Bug 1371489 - Reuse HTTP connections after HTTP errors. r?dustin draft
authorMike Hommey <mh+mozilla@glandium.org>
Fri, 09 Jun 2017 09:47:32 +0900
changeset 594559 5d2b75bad0f91542f3971435b7777df4bb89fc47
parent 594168 a1d75baa49d3ec21256550985b79e41b68abe514
child 594560 ca5dcd39196646c7bb8e898b81ed78ea2b39b51e
push id64063
push userbmo:mh+mozilla@glandium.org
push dateThu, 15 Jun 2017 05:41:54 +0000
reviewersdustin
bugs1371489
milestone56.0a1
Bug 1371489 - Reuse HTTP connections after HTTP errors. r?dustin When a response has unconsumed content, requests closes the connection instead of releasing it to the connection pool, such that a new connection has to be created when another request to the same host is done within the same Session. When calling response.raise_for_status, the response content is left unconsumed, meaning that without manually consuming the content first, every time raise_for_status raises, a connection is closed. While here, we move the raise_for_status to the _do_request function, so that there's only one place where this is dealt with.
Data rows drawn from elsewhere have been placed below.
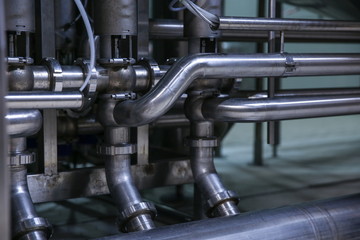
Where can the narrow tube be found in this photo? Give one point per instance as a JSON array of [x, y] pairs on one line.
[[276, 24], [276, 109], [23, 123], [175, 82], [325, 219], [44, 100]]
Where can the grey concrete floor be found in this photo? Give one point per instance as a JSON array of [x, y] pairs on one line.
[[317, 159]]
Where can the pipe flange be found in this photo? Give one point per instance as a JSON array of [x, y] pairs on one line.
[[55, 72], [23, 158], [133, 211], [202, 142], [33, 224], [153, 68], [219, 198], [119, 149]]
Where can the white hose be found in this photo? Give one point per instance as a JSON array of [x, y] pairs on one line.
[[91, 42]]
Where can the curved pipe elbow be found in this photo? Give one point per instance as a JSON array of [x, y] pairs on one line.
[[163, 96], [23, 123]]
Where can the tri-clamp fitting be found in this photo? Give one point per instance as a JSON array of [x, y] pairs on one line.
[[218, 200], [25, 223], [134, 213]]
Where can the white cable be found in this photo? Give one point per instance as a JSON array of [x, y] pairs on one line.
[[91, 42]]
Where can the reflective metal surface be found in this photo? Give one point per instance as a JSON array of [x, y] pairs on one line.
[[23, 123], [163, 96], [258, 110], [338, 218], [44, 100], [263, 24]]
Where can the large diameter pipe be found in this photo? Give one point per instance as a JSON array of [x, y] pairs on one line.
[[23, 123], [276, 109], [277, 24], [44, 100], [178, 78], [328, 219], [174, 29]]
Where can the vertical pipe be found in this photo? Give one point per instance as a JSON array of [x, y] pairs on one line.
[[4, 172], [271, 80], [134, 214], [219, 202]]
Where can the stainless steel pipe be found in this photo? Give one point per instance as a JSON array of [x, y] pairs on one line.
[[277, 24], [174, 29], [275, 109], [134, 214], [25, 222], [23, 123], [175, 82], [321, 220], [219, 201], [44, 100]]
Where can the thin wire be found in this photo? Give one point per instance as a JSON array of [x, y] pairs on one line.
[[91, 42]]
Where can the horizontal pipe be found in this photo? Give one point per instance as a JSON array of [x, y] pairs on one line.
[[44, 100], [179, 77], [275, 109], [328, 219], [23, 123], [174, 29], [302, 92], [277, 24]]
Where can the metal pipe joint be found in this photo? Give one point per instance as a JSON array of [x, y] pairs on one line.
[[134, 213], [218, 200], [26, 224]]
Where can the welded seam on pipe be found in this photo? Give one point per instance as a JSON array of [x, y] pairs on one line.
[[163, 96]]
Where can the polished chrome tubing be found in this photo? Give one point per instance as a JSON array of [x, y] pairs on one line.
[[23, 123], [178, 78], [328, 219], [4, 171], [219, 202], [44, 100], [277, 24], [280, 108], [25, 222], [174, 29], [134, 213]]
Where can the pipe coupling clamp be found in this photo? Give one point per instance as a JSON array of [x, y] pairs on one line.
[[219, 198], [23, 158], [55, 72], [202, 142], [133, 211], [119, 149], [32, 224]]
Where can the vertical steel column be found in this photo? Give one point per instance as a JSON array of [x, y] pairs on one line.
[[271, 80], [134, 214], [47, 49], [4, 172], [258, 139], [219, 202], [201, 39], [142, 132]]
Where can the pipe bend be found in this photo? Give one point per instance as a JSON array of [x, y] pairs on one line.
[[23, 123], [164, 95]]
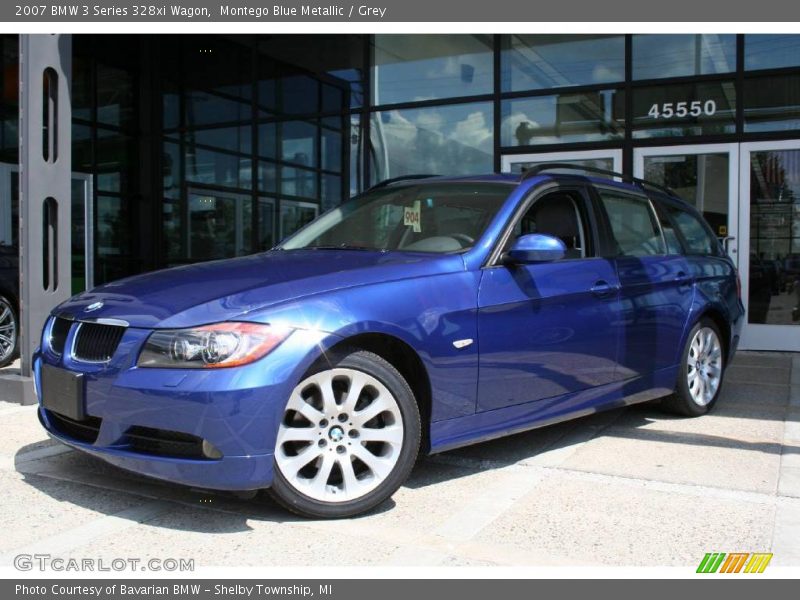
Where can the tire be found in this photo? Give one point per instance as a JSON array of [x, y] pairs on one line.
[[9, 332], [338, 453], [701, 373]]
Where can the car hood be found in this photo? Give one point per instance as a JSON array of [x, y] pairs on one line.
[[220, 290]]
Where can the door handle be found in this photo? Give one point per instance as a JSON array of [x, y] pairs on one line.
[[602, 289], [682, 279]]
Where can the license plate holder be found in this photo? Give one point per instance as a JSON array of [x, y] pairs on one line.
[[63, 392]]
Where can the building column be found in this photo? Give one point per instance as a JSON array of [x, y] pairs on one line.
[[45, 186]]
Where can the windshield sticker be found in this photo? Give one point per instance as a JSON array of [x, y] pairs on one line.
[[411, 217]]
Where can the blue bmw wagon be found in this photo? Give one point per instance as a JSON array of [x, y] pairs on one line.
[[426, 314]]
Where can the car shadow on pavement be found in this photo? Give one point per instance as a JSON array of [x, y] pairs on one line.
[[66, 475], [90, 483]]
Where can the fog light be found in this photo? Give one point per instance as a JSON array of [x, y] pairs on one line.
[[210, 450]]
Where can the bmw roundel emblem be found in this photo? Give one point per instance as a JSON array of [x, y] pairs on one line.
[[93, 306]]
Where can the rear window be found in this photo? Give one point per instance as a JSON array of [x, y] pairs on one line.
[[699, 239]]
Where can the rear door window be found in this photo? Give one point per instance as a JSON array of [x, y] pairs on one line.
[[633, 224], [699, 240]]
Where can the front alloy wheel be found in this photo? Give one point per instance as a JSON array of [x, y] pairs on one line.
[[8, 332], [704, 366], [348, 438], [701, 371]]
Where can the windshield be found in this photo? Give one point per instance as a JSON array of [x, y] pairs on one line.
[[441, 218]]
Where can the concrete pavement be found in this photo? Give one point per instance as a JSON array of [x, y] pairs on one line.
[[627, 487]]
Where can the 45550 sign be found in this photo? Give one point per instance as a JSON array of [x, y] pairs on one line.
[[693, 108]]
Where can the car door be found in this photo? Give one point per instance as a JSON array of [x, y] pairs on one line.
[[548, 329], [655, 278]]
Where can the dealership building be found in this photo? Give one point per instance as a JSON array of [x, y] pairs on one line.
[[187, 148]]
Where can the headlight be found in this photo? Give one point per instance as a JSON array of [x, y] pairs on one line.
[[211, 346]]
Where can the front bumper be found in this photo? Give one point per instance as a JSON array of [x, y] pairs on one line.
[[237, 410]]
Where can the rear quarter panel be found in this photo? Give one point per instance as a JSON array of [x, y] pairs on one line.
[[716, 292]]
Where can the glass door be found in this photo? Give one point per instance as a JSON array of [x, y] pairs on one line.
[[704, 175], [770, 268], [610, 160]]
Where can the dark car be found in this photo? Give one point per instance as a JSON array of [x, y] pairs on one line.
[[424, 315], [9, 304]]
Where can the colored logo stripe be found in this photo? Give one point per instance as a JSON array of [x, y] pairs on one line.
[[711, 562], [734, 562], [721, 562], [757, 563]]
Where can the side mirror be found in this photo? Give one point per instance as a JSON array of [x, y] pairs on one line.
[[536, 247]]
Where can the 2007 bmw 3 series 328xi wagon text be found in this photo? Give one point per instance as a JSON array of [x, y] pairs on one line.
[[427, 313]]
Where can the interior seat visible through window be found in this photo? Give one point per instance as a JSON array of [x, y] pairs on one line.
[[556, 214]]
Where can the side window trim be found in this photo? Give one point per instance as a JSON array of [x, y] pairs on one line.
[[586, 209], [691, 211], [654, 217], [664, 216]]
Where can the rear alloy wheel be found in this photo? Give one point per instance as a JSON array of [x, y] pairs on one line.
[[348, 439], [9, 329], [701, 373]]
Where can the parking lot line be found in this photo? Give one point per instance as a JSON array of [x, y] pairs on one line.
[[83, 534]]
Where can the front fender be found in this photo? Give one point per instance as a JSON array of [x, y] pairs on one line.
[[430, 314]]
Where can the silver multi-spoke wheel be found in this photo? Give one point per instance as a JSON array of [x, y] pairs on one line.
[[704, 366], [340, 437], [8, 331]]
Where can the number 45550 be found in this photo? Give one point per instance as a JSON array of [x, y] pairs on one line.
[[668, 110]]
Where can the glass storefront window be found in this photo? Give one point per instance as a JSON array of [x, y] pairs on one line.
[[207, 166], [266, 223], [584, 117], [298, 182], [206, 108], [669, 55], [219, 224], [233, 139], [452, 140], [299, 143], [771, 51], [112, 237], [535, 62], [114, 96], [331, 191], [356, 142], [268, 140], [772, 103], [410, 68], [299, 95], [116, 161], [267, 177], [705, 108], [774, 273], [331, 150], [295, 215], [701, 179], [171, 166]]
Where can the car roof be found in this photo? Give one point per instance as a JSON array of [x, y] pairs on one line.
[[515, 179]]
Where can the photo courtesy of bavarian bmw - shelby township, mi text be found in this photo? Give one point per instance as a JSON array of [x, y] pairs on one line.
[[298, 298]]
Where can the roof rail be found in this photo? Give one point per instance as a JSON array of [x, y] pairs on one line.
[[537, 169], [386, 182]]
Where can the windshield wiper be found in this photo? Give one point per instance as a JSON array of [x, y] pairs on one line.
[[344, 246]]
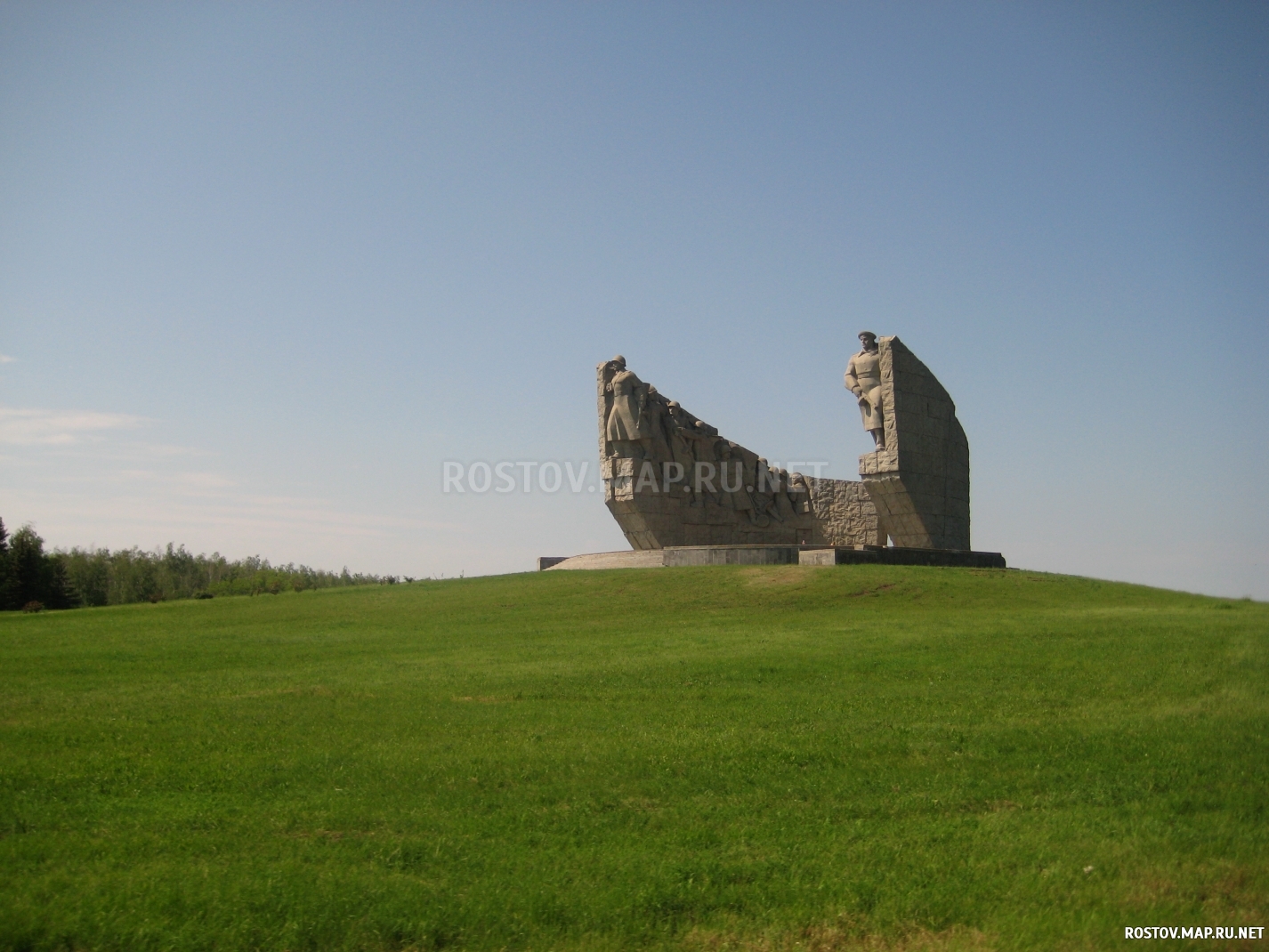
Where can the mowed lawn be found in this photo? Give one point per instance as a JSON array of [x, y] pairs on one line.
[[724, 758]]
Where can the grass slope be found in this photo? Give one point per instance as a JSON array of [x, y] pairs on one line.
[[697, 758]]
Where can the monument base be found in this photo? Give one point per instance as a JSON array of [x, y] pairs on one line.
[[775, 555]]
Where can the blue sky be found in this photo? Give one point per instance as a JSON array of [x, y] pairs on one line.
[[264, 268]]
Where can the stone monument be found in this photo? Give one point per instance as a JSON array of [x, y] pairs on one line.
[[683, 494], [917, 478], [672, 480]]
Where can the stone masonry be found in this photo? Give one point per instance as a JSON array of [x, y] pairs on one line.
[[919, 482]]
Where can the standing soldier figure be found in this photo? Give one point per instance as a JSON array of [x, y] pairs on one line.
[[863, 380]]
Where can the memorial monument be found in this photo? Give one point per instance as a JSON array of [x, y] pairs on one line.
[[674, 482]]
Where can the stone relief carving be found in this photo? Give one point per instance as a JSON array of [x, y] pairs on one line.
[[863, 380], [917, 478], [672, 480]]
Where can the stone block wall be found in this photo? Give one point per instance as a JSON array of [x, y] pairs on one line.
[[919, 485], [756, 506]]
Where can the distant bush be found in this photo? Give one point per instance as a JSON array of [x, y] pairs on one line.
[[97, 577]]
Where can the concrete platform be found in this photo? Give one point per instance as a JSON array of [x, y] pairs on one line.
[[774, 555]]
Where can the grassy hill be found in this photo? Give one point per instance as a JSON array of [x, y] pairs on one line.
[[727, 758]]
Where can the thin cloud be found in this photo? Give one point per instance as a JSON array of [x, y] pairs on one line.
[[60, 427]]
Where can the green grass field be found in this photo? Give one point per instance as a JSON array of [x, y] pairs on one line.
[[726, 758]]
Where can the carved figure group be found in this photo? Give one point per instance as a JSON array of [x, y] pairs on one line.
[[641, 424]]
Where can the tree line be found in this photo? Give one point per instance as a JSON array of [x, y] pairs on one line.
[[32, 579]]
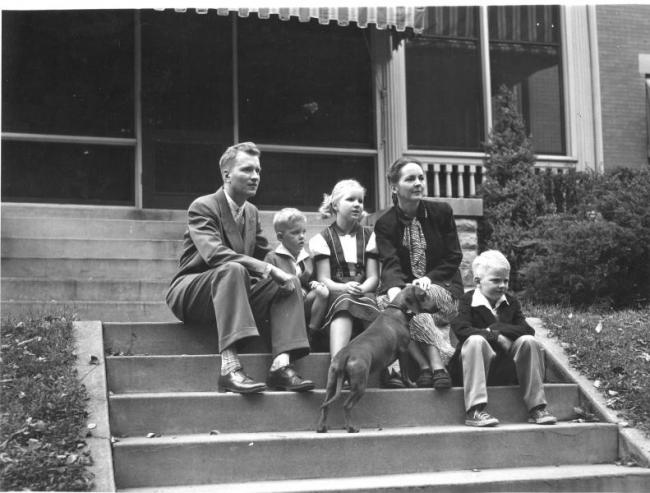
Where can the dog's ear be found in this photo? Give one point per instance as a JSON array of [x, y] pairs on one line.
[[414, 298]]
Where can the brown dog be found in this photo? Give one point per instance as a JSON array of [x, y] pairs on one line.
[[375, 348]]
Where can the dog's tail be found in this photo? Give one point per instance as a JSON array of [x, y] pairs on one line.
[[337, 393], [339, 374]]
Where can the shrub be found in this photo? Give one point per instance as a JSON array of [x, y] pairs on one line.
[[610, 347], [513, 196], [43, 408], [582, 262], [597, 252]]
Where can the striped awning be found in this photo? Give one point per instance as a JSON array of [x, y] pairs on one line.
[[400, 18]]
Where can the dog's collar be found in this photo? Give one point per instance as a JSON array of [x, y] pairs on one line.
[[409, 314]]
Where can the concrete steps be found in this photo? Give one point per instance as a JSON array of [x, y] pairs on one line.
[[575, 478], [107, 263], [235, 457], [199, 412], [163, 384]]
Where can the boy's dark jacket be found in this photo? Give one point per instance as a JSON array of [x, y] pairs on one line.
[[475, 321], [283, 262]]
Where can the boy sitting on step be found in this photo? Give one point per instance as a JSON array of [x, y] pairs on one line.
[[496, 342], [291, 257]]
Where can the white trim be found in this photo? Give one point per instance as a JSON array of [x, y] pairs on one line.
[[592, 26], [235, 81], [137, 165], [484, 35], [377, 60]]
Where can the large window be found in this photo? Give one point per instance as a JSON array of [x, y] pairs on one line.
[[68, 73], [525, 55], [311, 85], [292, 86], [443, 82], [444, 69]]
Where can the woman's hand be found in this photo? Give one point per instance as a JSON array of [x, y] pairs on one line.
[[353, 288], [423, 283], [392, 292]]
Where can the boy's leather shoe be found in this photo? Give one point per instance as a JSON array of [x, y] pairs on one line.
[[237, 381], [391, 380], [286, 378]]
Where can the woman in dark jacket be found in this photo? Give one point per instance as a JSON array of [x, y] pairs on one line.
[[418, 243]]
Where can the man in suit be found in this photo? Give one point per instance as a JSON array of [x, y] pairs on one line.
[[223, 280]]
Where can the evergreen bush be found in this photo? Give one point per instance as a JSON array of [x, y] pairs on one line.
[[513, 196], [577, 237], [597, 251]]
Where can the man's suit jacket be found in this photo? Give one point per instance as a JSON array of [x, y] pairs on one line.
[[213, 238]]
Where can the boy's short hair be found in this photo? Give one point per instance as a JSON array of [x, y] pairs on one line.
[[228, 158], [488, 259], [287, 217]]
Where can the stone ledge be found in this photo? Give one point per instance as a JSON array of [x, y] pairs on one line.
[[89, 342]]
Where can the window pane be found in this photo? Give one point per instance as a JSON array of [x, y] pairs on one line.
[[525, 55], [187, 167], [443, 82], [187, 73], [304, 83], [72, 173], [296, 180], [68, 72]]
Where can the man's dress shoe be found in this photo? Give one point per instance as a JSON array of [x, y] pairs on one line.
[[286, 378], [237, 381]]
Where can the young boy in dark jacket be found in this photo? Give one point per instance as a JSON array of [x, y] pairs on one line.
[[495, 341]]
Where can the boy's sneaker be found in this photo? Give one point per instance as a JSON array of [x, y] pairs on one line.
[[441, 380], [541, 416], [480, 417]]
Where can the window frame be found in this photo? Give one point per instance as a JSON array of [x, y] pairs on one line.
[[484, 51]]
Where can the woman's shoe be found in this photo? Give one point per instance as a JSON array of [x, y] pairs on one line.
[[391, 380], [425, 379], [441, 380]]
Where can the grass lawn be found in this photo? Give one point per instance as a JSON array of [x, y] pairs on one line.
[[42, 408], [613, 349]]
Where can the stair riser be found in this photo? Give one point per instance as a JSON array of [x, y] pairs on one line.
[[118, 311], [61, 290], [129, 374], [344, 455], [90, 248], [628, 484], [199, 372], [52, 227], [281, 411], [87, 269]]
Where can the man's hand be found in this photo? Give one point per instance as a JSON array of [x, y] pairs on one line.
[[392, 292], [284, 280], [423, 283], [319, 287], [504, 342]]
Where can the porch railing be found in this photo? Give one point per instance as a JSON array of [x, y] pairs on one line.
[[462, 180]]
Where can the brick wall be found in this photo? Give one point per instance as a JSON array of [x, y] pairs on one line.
[[623, 33]]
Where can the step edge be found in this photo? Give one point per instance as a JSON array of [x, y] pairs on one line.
[[320, 391], [383, 434], [423, 479]]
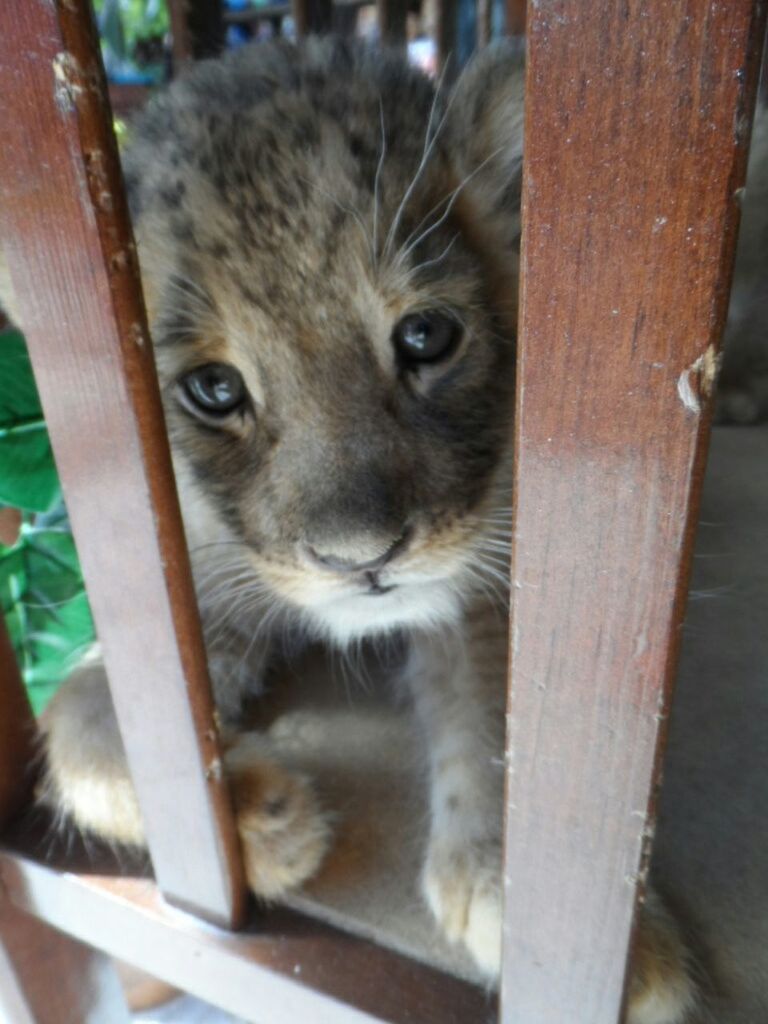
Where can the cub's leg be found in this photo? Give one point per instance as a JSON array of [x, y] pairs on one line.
[[282, 827], [458, 683]]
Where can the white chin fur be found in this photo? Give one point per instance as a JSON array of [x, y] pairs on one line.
[[352, 616]]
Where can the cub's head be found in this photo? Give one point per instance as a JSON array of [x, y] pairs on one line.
[[328, 249]]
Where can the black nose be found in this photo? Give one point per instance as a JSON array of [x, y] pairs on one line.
[[339, 564]]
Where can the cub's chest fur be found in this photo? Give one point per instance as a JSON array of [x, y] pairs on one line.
[[328, 249]]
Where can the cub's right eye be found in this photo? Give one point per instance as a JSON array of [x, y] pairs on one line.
[[215, 390]]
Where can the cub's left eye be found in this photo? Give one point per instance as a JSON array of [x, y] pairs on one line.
[[427, 337], [215, 389]]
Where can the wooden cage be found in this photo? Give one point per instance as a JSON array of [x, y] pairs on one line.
[[610, 439]]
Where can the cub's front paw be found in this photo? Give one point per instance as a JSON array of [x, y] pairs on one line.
[[283, 829], [462, 886]]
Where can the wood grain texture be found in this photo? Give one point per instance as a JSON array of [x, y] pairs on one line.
[[283, 968], [65, 226], [48, 978], [446, 29], [17, 734], [637, 129]]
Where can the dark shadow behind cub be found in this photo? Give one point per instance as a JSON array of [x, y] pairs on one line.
[[329, 251]]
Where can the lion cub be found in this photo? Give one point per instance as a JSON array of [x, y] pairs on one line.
[[328, 247]]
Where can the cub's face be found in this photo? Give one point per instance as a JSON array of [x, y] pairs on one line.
[[332, 303]]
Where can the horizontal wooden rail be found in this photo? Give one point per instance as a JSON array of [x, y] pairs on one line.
[[67, 236], [637, 130], [283, 969]]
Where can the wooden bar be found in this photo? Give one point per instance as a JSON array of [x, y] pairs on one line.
[[181, 46], [637, 130], [392, 17], [68, 240], [484, 12], [48, 978], [17, 734], [445, 33], [284, 968]]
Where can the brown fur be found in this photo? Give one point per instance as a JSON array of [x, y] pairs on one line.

taskcluster/taskgraph/util/taskcluster.py
--- a/taskcluster/taskgraph/util/taskcluster.py
+++ b/taskcluster/taskgraph/util/taskcluster.py
@@ -21,17 +21,23 @@ def get_session():
                   status_forcelist=[500, 502, 503, 504])
     session.mount('http://', HTTPAdapter(max_retries=retry))
     session.mount('https://', HTTPAdapter(max_retries=retry))
     return session
 
 
 def _do_request(url):
     session = get_session()
-    return session.get(url, stream=True)
+    response = session.get(url, stream=True)
+    if response.status_code >= 400:
+        # Consume content before raise_for_status, so that the connection can be
+        # reused.
+        response.content
+    response.raise_for_status()
+    return response
 
 
 def get_artifact_url(task_id, path, use_proxy=False):
     if use_proxy:
         ARTIFACT_URL = 'http://taskcluster/queue/v1/task/{}/artifacts/{}'
     else:
         ARTIFACT_URL = 'https://queue.taskcluster.net/v1/task/{}/artifacts/{}'
     return ARTIFACT_URL.format(task_id, path)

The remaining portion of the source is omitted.